STOP STRUCTURE FOR MICROFLUIDIC DEVICE

This invention relates to stop structures for microfluidic devices. In particular it relates to three dimensional stop structures.

BACKGROUND TO THE INVENTION

A novel microfluidic device is described in our co-pending international patent application number PCT/AU2005/001341. This device and other known microfluidic devices move fluids through microchannels. The forces acting upon the moving fluids are complex and include capillary forces (i.e. wall/fluid interaction) as well as pressure, electrohydrodynamical and magnetic forces. The driving force is provided by some form of pump such as a peristaltic pump, a ferrofluidic pump, electroosmotic pump, thermopneumatic pump or a diaphragm pump. In some applications the driving force is generated locally, for example by a capillary driving force. In most cases, structures are required to help control the flow of fluid through the microchannels in addition to the control provided by the pump, if useful devices are to be constructed.

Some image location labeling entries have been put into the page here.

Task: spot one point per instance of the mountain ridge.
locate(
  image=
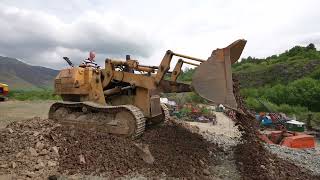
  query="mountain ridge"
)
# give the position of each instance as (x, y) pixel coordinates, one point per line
(20, 75)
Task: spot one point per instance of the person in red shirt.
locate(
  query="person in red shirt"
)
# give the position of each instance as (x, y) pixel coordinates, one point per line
(90, 62)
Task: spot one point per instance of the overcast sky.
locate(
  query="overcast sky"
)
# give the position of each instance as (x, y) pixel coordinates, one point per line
(42, 32)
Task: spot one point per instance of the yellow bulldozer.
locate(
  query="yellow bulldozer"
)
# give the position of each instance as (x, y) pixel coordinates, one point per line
(124, 97)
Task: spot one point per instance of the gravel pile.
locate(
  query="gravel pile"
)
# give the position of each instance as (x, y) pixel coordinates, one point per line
(307, 158)
(38, 148)
(252, 158)
(26, 150)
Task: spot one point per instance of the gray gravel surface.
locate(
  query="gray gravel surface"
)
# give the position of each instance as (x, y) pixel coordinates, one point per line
(307, 158)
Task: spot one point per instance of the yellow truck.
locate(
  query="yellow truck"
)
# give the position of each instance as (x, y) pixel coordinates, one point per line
(4, 90)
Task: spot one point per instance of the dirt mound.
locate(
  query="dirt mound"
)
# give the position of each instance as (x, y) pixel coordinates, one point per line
(253, 160)
(37, 148)
(26, 150)
(177, 152)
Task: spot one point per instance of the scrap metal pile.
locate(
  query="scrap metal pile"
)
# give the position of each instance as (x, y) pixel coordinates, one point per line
(253, 160)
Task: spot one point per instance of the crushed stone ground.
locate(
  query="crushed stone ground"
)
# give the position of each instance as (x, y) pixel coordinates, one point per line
(253, 160)
(30, 145)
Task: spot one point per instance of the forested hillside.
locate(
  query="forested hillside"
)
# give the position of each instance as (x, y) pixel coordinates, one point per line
(288, 82)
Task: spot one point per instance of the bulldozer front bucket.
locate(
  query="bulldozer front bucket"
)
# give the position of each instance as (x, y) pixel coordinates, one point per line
(213, 78)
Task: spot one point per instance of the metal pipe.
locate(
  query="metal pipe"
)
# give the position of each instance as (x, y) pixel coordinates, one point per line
(188, 57)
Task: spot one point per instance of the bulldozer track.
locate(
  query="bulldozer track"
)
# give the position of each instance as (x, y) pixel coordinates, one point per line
(137, 114)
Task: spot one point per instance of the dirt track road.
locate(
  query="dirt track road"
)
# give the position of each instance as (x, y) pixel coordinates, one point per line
(18, 110)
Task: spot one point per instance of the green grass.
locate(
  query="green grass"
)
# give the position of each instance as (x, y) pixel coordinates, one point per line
(38, 94)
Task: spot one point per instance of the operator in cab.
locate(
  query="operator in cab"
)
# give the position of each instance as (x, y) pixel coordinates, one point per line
(90, 62)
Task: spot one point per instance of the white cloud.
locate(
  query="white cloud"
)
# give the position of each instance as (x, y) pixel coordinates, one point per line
(146, 29)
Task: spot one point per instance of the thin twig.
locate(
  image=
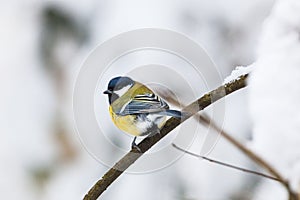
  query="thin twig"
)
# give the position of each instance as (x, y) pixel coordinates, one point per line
(226, 164)
(255, 157)
(205, 120)
(113, 173)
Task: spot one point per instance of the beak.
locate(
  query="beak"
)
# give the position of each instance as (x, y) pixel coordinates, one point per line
(107, 92)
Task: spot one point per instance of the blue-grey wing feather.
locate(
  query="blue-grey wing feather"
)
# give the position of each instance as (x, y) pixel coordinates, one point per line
(146, 103)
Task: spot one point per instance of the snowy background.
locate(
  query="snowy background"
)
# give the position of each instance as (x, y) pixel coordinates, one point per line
(43, 44)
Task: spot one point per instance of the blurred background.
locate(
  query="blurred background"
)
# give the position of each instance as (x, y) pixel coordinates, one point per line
(43, 44)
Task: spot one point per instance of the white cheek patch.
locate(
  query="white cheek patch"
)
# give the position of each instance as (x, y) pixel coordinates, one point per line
(122, 91)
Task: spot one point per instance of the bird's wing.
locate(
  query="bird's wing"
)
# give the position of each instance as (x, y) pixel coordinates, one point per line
(145, 103)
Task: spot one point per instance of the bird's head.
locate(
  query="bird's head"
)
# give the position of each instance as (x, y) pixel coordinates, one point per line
(117, 87)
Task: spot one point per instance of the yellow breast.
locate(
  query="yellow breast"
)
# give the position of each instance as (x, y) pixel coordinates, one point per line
(125, 123)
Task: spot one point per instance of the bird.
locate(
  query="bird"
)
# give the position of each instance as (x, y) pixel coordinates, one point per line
(136, 109)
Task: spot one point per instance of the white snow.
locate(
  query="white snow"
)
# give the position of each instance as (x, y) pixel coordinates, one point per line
(238, 71)
(275, 92)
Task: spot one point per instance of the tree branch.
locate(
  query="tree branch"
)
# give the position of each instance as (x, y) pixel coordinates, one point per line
(113, 173)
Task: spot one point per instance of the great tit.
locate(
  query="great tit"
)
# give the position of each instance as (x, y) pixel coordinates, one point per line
(136, 109)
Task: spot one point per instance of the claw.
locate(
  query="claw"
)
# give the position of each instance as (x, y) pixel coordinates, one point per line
(135, 146)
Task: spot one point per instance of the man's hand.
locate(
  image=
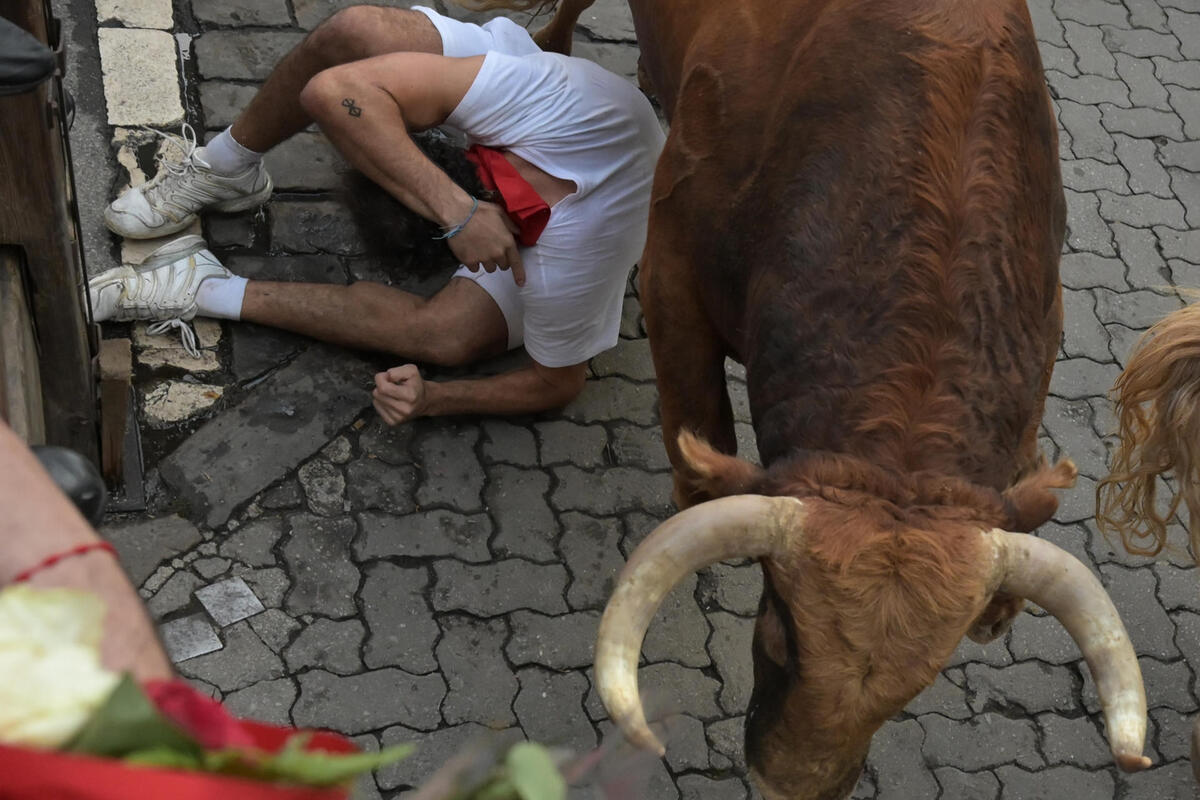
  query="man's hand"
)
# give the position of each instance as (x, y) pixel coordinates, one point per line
(486, 241)
(400, 394)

One form of device for flow control is a mechanical valve which commonly is in the form of a membrane, pin or ball. These type of moving part structures can be problematic in microchannel devices as they typically have leak problems and introduce significant dead volumes. They also tend to fatigue with repeated use which leads to failure.

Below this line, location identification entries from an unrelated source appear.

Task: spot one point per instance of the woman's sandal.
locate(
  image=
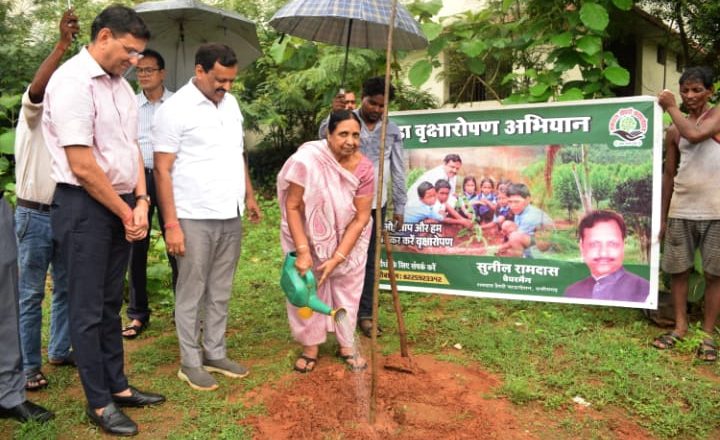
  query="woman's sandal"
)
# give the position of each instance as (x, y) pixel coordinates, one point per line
(667, 341)
(365, 325)
(137, 329)
(35, 380)
(309, 364)
(352, 361)
(707, 351)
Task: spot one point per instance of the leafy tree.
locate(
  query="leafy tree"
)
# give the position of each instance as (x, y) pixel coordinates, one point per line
(698, 25)
(565, 190)
(528, 46)
(633, 198)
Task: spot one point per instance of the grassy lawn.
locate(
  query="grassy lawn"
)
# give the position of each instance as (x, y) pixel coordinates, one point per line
(545, 354)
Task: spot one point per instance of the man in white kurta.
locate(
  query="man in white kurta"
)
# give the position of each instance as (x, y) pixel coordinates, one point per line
(203, 187)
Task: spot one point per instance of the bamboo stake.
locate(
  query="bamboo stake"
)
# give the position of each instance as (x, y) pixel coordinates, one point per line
(378, 218)
(396, 298)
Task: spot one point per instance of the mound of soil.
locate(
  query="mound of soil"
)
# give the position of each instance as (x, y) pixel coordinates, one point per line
(438, 400)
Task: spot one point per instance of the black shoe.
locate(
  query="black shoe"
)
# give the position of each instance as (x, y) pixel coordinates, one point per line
(113, 421)
(137, 399)
(27, 411)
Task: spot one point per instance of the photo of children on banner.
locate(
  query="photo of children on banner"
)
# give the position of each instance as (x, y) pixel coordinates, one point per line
(602, 236)
(447, 171)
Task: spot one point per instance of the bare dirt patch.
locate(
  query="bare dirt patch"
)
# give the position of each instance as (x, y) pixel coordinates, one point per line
(441, 400)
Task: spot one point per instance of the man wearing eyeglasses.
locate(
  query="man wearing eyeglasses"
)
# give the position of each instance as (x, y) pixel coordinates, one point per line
(100, 204)
(150, 71)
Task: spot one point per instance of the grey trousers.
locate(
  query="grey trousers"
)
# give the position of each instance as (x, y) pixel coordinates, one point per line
(12, 379)
(205, 276)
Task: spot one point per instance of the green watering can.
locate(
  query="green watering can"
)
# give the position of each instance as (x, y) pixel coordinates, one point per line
(302, 291)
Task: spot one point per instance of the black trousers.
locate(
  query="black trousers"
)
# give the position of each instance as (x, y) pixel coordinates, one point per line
(365, 307)
(138, 298)
(92, 240)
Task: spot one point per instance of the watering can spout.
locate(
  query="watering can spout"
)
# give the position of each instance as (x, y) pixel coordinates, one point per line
(301, 291)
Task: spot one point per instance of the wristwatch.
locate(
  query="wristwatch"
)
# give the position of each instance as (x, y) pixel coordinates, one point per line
(143, 197)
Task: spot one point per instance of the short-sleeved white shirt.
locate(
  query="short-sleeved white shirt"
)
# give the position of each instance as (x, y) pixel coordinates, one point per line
(209, 171)
(84, 105)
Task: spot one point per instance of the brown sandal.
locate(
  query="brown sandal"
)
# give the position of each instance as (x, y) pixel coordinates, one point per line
(35, 380)
(309, 364)
(707, 351)
(352, 361)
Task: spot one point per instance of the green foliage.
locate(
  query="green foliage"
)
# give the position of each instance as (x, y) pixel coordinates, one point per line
(413, 175)
(521, 51)
(565, 190)
(697, 24)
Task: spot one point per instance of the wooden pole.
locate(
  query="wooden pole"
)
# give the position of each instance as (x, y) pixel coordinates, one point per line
(396, 298)
(378, 218)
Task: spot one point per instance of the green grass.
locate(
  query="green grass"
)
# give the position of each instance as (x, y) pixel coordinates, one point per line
(544, 354)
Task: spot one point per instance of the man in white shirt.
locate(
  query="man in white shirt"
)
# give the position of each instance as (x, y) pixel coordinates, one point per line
(151, 75)
(36, 253)
(204, 187)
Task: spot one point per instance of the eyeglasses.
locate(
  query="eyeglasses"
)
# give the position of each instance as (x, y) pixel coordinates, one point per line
(147, 70)
(132, 53)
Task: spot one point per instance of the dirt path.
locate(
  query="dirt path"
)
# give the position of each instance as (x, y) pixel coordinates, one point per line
(444, 400)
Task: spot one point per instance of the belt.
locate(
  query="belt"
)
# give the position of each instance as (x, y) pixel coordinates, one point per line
(29, 204)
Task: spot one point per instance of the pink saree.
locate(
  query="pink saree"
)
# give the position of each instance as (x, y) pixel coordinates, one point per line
(328, 198)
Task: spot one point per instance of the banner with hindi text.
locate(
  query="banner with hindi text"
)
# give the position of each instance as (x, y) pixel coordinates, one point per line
(470, 229)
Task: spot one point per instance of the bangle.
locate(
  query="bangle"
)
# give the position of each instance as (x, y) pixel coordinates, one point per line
(128, 218)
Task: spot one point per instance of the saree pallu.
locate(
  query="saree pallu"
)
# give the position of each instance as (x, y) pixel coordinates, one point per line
(329, 190)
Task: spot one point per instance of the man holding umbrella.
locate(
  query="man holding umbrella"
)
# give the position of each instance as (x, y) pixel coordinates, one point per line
(370, 113)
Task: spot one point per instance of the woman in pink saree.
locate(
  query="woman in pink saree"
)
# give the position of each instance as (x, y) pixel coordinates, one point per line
(325, 191)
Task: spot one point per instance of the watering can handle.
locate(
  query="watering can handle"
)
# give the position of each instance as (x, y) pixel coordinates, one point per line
(308, 278)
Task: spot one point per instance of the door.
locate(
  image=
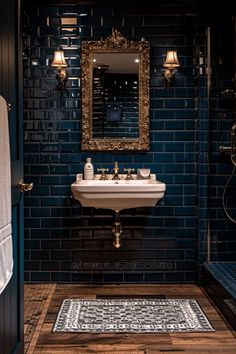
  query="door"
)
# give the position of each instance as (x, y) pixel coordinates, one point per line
(11, 300)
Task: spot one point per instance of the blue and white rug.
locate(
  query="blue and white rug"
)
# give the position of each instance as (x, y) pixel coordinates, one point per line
(131, 316)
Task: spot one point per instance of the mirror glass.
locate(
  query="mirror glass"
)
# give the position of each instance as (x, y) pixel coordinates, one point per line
(115, 94)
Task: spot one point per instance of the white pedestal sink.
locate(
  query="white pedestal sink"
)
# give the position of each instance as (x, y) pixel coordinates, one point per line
(117, 195)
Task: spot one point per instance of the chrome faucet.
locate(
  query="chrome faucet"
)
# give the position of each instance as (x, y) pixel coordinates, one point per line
(116, 171)
(129, 175)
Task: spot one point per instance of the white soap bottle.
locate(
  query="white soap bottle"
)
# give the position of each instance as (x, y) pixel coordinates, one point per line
(88, 169)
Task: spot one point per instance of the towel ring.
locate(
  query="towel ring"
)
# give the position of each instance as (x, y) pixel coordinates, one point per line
(25, 187)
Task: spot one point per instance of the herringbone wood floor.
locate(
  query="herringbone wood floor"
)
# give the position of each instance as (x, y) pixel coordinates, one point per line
(43, 301)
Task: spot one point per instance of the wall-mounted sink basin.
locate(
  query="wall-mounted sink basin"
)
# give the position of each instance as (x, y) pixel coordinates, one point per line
(118, 194)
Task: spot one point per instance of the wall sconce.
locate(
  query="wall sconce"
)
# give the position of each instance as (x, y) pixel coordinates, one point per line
(170, 65)
(60, 63)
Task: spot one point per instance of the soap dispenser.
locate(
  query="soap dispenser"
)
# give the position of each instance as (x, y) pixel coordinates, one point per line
(88, 169)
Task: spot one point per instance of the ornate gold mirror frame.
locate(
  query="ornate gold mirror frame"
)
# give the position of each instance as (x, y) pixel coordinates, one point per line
(116, 43)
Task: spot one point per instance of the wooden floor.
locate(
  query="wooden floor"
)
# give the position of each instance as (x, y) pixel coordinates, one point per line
(42, 340)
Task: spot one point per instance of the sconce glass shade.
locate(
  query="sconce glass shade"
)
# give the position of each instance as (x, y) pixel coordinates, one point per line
(59, 59)
(171, 59)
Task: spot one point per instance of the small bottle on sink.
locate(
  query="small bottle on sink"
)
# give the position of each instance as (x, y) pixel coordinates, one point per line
(88, 169)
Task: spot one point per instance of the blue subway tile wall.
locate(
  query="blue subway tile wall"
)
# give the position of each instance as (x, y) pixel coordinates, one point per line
(63, 241)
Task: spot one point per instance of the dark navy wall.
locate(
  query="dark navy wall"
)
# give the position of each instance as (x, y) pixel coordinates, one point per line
(65, 242)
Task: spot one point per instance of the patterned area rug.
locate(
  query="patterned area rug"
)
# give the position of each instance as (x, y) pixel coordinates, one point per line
(131, 316)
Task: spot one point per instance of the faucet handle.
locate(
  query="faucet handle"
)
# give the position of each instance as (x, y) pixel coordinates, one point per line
(129, 170)
(103, 175)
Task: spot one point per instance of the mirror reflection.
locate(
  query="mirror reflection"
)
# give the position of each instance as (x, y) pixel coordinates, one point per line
(115, 94)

Another approach to flow control includes using chemical and/or other materials to physically block flow. Typical physical flow control solutions include wax plugs, hydrogels, magneto-rheological fluids and electro-rheological fluids. This approach is problematic for microassay applications as the chemicals can cause contamination of the microassay. Furthermore, the performance of these solutions is usually microassay dependent, leading to non-robust solutions.

Flow control may also be affected by using chemical and/or physical modifications to change the local surface energy of a capillary. These solutions

are commonly referred to as passive valves. A typical example is described in United States published patent application number 2002/0003001. This patent application describes the use of a hydrophobic coating to increase surface tension. Chemical modifications can lead to unwanted binding of reagents which changes the assay. This is a very unwanted effect since handled volumes are small and unspecific binding is one of the largest challenges within the field of microfluidics. Similarly, physical changes generally lead to increased surface energy which leads to the same effects as occurs for the chemical modifications.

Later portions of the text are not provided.